Между тем необходимо заметить, что «лево-» и «правополушарность» имеет принципиальное значение не только в культурной ориентации гендера, но и в культуре в целом. Более тонкая и развитая эмоциональность возможна только там, где превалирует прямая чувственная опора на «здесь и сейчас» представленную реальность. А это значит, что ключевыми формами коммуникации в этой сфере остаются первая и вторая сигнальная системы. Между тем развитие культуры (а вместе с ней и социума и человека) – это прежде всего переход от абстрактной возможности к реальной действительности принципиально новых форм бытия, поток взаимопревращений «слово – дело – вещь». Это безраздельное царство третьей сигнальной системы (или, как минимум, надстройки над тем, что образует вторую), и в нем нет места излишней чувствительности; она чужда самой его природе, потому что в нем, «по определению», нет и не может быть никакой опоры чувству. Таким образом, в ущерб «рацио» развиваемая чувствствительность грозит если и не замкнуть человека в сфере чисто репродуктивной деятельности, то во всяком случае ограничить его творчество очень специфическим и узким сегментом. При этом лишь на первый взгляд подобная смена вектора культурного развития способна обернуться благом. Ведь совершенствование эмоционально-чувственной природы человека, в свою очередь, опирается на достижения материальной культуры. Между тем этот вектор не оставляет места даже для производства «игрушек на женщин», о которых говорит уже упомянутый здесь герой «Крейцеровой сонаты» и без которых невозможно ни торжество женщины, ни формирование мужчины по мерке ее идеала: «Пройдите в каждом большом городе по магазинам.
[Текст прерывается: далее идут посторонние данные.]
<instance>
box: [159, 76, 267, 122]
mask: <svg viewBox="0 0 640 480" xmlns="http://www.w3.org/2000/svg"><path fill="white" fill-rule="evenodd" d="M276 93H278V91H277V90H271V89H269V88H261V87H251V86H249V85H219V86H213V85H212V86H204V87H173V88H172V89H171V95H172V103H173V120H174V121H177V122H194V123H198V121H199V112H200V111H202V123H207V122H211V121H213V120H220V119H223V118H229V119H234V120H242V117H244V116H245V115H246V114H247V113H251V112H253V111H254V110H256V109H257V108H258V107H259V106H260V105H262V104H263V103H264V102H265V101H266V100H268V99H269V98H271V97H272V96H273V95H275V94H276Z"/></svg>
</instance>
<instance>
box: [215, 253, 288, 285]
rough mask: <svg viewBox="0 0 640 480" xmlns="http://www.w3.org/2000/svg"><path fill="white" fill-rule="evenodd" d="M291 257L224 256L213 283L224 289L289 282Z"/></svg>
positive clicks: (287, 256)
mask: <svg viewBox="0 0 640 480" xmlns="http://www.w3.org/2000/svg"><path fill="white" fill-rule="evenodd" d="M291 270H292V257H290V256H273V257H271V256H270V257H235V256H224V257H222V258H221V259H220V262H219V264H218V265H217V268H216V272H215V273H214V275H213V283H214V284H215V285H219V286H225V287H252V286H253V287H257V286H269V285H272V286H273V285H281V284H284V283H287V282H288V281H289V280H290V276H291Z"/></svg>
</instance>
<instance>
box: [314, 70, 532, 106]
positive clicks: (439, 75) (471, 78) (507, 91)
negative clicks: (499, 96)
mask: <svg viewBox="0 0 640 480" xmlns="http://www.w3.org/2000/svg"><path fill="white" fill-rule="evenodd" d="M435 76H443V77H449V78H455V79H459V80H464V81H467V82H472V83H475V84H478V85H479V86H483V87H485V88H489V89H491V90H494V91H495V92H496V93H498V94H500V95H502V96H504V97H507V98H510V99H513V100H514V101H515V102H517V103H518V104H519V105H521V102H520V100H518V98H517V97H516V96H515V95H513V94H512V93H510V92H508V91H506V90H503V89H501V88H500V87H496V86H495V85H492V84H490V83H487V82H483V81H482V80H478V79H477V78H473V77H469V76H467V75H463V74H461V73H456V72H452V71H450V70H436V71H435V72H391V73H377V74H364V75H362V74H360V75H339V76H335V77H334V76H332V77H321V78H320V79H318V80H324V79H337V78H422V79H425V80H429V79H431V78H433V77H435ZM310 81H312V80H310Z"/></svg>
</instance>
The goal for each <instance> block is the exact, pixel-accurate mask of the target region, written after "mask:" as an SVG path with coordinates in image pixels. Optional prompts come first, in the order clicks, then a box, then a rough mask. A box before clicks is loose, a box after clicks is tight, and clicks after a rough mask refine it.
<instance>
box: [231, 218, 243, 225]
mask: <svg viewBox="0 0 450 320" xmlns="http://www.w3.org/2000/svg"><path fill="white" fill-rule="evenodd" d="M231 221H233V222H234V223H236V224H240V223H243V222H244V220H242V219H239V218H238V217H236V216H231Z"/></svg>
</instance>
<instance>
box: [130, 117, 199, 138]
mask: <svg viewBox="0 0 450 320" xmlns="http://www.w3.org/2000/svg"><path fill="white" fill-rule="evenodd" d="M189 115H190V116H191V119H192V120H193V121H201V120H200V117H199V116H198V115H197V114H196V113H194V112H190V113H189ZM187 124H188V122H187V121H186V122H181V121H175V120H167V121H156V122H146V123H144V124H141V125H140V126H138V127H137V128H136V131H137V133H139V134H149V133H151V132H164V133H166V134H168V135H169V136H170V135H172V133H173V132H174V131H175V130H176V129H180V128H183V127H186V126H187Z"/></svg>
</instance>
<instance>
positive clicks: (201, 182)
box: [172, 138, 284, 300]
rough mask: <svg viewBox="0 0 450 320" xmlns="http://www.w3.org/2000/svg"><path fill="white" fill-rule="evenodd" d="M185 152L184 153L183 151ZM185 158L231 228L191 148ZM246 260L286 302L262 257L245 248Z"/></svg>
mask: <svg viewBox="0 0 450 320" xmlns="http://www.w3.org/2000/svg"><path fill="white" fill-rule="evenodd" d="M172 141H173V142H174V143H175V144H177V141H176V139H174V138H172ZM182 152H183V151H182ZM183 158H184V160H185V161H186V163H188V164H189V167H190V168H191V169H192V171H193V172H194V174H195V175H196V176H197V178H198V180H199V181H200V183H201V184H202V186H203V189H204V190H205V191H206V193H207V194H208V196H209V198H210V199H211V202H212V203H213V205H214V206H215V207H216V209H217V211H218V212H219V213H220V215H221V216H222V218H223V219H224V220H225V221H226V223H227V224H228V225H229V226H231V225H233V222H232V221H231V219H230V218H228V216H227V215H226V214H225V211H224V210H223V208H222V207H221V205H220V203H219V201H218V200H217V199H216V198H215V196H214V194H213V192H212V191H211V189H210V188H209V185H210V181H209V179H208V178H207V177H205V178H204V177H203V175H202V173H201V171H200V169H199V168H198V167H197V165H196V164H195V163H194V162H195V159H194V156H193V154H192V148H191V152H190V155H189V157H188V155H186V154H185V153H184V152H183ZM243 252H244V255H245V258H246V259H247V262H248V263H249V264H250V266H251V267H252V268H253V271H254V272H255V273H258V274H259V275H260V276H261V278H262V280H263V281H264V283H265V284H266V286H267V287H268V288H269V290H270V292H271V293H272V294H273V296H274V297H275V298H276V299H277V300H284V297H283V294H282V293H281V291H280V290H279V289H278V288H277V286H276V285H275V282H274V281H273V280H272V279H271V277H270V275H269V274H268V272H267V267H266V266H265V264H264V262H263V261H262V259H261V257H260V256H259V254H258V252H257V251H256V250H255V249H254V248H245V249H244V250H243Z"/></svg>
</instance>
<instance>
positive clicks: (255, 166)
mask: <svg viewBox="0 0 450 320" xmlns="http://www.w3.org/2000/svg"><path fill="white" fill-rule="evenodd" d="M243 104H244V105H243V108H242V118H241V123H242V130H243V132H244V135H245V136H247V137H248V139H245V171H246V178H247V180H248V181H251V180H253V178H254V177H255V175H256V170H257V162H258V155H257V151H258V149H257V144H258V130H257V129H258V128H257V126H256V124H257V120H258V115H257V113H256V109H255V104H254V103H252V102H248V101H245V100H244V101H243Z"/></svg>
Миллионы тут, не оценишь положенных туда трудов людей, а посмотрите, в 0,9 этих магазинов есть ли хоть что-нибудь для мужского употребления? Вся роскошь жизни требуется и поддерживается женщинами. Сочтите все фабрики. Огромная доля их работает бесполезные украшения, экипажи, мебели, игрушки на женщин».
Не забудем и о том обстоятельстве, что до школьника не могут не доноситься отзвуки повсеместного славословия женщины как представительницы «лучшей половины» человечества. Правда, одновременно мальчику, подростку, юноше внушается, что он – сильный, но ежедневно ощущаемое превосходство «слабого» пола над ним, кто при любых обстоятельствах должен быть хозяином положения, не может не порождать комплекс неполноценности, сомнение в том, что он не отвечает обычной для мужчины норме. Это тем более травмирует психику ребенка и, так или иначе, сказывается на развитии. «Педагогически запущенные» мальчики, число которых неуклонно возрастает от класса к классу, во многом результат именно такой организации обучения.
Немалую роль играет и тот факт, что под давлением культурных норм еще задолго до первого класса мальчику начинают прививать мысль, что он должен во всем уступать противоположному полу. Здесь же, в школе, на каждом шагу убеждаясь в его превосходстве (нередко даже физическом, поскольку после десяти лет физическое развитие девочки ускоряется и даже по массе тела она какое-то время опережает мальчика), уступка воспринимается им не как свободный дар сильного, но как обязанность слабого, как дань униженного. Добавим, что главным коммуникатором этой нормы становится не мужчина, но женщина-учитель, поэтому мальчик хорошо знает, что в любом конфликте с девочкой виновным всегда будет признан он, и даже собственные родители никогда не встанут на его сторону. Если он будет еще и побит ею, над ним станут смеяться даже мальчики.
Все годы учения школа воспитывает честолюбие будущего мужчины на великих завоеваниях александров, цезарей, наполеонов, судьбоносных открытиях эвклидов, ньютонов, эйнштейнов, творениях рафаэлей, моцартов, пушкиных… мужские имена, как вехи, размечают для него историю социума и его культуры. Но вместе с тем все годы учения дают мальчику понять, что лично он – из совершенно иного ряда, ряда ущербных, ибо во всем уступает своим сверстницам. Об этом свидетельствует даже такой приводимый И. С. Коном факт: «В советское время от двух третей до трех четвертей всех секретарей школьных комсомольских организаций составляли девочки. Властные и одновременно послушные взрослым девочки-подростки <…> подавляли спонтанную, неорганизованную мальчишескую энергию, вытесняя мальчиков на периферию официальной школьной жизни в различные неформальные уличные сообщества»[555]
(проще говоря, выталкивая их «в бандиты»). Правда, здесь не следует забывать, что на выбор школьников решающее влияние оказывал учитель, поэтому дело, конечно же, не в одних особенностях девичьих и мальчишечьих характеров. Но ведь и учитель – женщина.